The festival won't lack for quirk. Max Dean, a 2014 winner of the Governor-General's Award for Visual and Media Arts is re-purposing many of the animatronic figures, human and animal, that used to populate part of the defunct Wilderness Adventure ride.

He's constructing a narrative in which the bears, moose, deer and miners, realizing they've been abandoned by the proprietors of Ontario Place, "take matters into their own hands and proceed to get themselves repaired," with often grotesque results.
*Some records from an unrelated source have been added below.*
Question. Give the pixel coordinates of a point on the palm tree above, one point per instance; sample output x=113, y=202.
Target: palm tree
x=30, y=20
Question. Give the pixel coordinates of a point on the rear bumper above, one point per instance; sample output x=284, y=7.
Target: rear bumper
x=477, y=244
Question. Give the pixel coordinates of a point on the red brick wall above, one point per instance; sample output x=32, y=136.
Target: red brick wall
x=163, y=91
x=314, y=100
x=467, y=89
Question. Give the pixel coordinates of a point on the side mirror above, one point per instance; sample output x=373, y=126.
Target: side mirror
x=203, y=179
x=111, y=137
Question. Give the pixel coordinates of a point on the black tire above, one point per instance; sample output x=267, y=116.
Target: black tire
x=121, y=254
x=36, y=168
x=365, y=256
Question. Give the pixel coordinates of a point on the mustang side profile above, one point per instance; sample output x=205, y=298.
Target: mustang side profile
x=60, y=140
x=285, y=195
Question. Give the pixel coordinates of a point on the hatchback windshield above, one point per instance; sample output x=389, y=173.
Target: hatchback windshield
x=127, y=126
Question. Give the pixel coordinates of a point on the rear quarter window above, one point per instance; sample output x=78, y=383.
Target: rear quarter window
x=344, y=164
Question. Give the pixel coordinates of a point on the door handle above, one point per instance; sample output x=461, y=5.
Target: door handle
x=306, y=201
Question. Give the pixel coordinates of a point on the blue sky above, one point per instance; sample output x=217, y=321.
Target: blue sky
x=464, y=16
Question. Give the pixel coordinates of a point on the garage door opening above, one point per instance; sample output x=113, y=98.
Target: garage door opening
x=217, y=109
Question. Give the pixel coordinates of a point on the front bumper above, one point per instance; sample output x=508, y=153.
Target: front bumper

In one tableau, based on Thomas Eakins's famous 1875 painting The Gross Clinic, visitors will come across a full-size bull-moose on an operating table, its electronic innards exposed, as five human mannequins loom over the patient, seemingly pondering what to do next.

The In/Future art festival/Small World Music festival runs Sept. 15-24. It opens Sept. 15, 6 p.m.-11 p.m.; Fridays and Saturdays, noon to 11 p.m.; Sundays, noon to 10 p.m.; Mon. through Thurs., 5 p.m. to 11 p.m. Further details at infuture.ca.